Sharing code and data

Questions

  • How can I share research code and data?

Objectives

  • Discuss the pros and cons of open science

  • Learn how to mint a DOI for your project

Instructor note

  • 10 min teaching

  • 15 min exercises


Sharing research data

The Open Science movement encourages researchers to share research output beyond the contents of a published academic article (and possibly supplementary information).

Research comic

Arguments in favor (from Wikipedia):

  • Open access publication of research reports and data allows for rigorous peer-review

  • Science is publicly funded so all results of the research should be publicly available

  • Open Science will make science more reproducible and transparent

  • Open Science has more impact

  • Open Science will help answer uniquely complex questions

Arguments against (from Wikipedia):

  • Too much unsorted information overwhelms scientists

  • Potential misuse

  • The public will misunderstand science data

  • Increasing the scale of science will make verification of any discovery more difficult

  • Low-quality science

Research comic

(This image was created by Scriberia for The Turing Way community and is used under a CC-BY licence. The image was obtained from https://zenodo.org/record/3332808.)


FAIR principles

Research comic

(This image was created by Scriberia for The Turing Way community and is used under a CC-BY licence. The image was obtained from https://zenodo.org/record/3332808.)

“FAIR” is the current buzzword for data management. You may be asked about it in, for example, making data management plans for grants:

  • Findable

    • Will anyone else know that your data exists?

    • Solutions: put it in a standard repository, or at least a description of the data. Get a digital object identifier (DOI).

  • Accessible

    • Once someone knows that the data exists, can they get it?

    • Usually solved by being in a repository, but for non-open data, may require more procedures.

  • Interoperable

    • Is your data in a format that can be used by others, like csv instead of PDF?

    • Or better than csv. Example: 5-star open data

  • Reusable

    • Is there a license allowing others to re-use?

Even though this is usually referred to as “open data”, it means considering and making good decisions, even if non-open.

FAIR principles are usually discussed in the context of data, but they apply also for research software.

Note that FAIR principles do not require data/software to be open.

Discuss open science

  • Do you share any other research outputs besides published articles and possibly source code?

  • Discuss pros and cons of sharing research data.


Exercise - Connecting repositories to Zenodo

Sharing-1: Get a DOI from Zenodo

Digital object identifiers (DOI) are the backbone of the academic reference and metrics system.

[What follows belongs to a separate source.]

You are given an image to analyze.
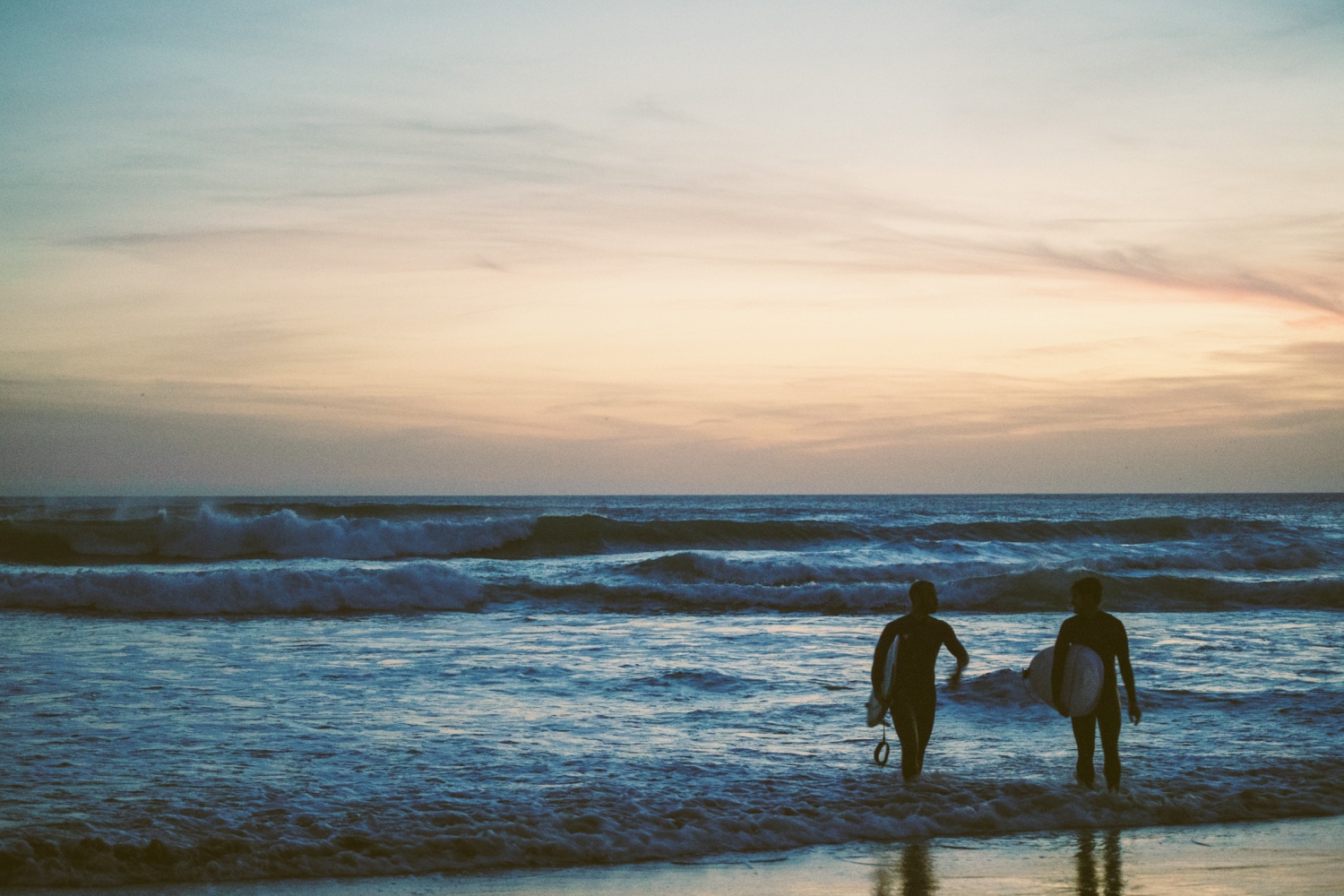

In this exercise we will see how to make a GitHub repository citable by archiving it on the Zenodo archiving service. Zenodo is a general-purpose open access repository created by OpenAIRE and CERN.

  1. Sign in to Zenodo using your GitHub account. For this exercise, use the sandbox service: https://sandbox.zenodo.org/login/. This is a test version of the real Zenodo platform.

  2. Go to https://sandbox.zenodo.org/account/settings/github/.

  3. Find the repository you wish to publish, and flip the switch to ON.

  4. Go to GitHub and create a release by clicking the Create a new release on the right-hand side (a release is based on a Git tag, but is a higher-level GitHub feature). You will need to enter a tag name (e.g. v0.1) in the “Choose a tag” box.

  5. Creating a new release will trigger Zenodo into archiving your repository, and a DOI badge will be displayed next to your repository after a minute or two. You can include it in your GitHub README file: click the DOI badge and copy the relevant format (Markdown, RST, HTML).


Services for sharing and collaborating on research data

To find a research data repository for your data, you can search on the Registry of Research Data Repositories (re3data) platform and filter by country, content type, discipline, etc.

International:

  • Zenodo: A general-purpose open access repository created by OpenAIRE and CERN. Integration with GitHub, allows researchers to upload files up to 50 GB.

  • Figshare: Online digital repository where researchers can preserve and share their research outputs (figures, datasets, images and videos). Users can make all of their research outputs available in a citable, shareable and discoverable manner.

  • EUDAT: European platform for researchers and practitioners from any research discipline to preserve, find, access, and process data in a trusted environment.

  • Dryad: A general-purpose home for a wide diversity of datatypes, governed by a nonprofit membership organization. A curated resource that makes the data underlying scientific publications discoverable, freely reusable, and citable.

  • The Open Science Framework: Gives free accounts for collaboration around files and other research artifacts. Each account can have up to 5 GB of files without any problem, and it remains private until you make it public.

Sweden:

Norway:

Denmark:

Finland:


Resources for data management


Further reading on reproducibility and open science

Keypoints

  • Consider sharing other research outputs than articles.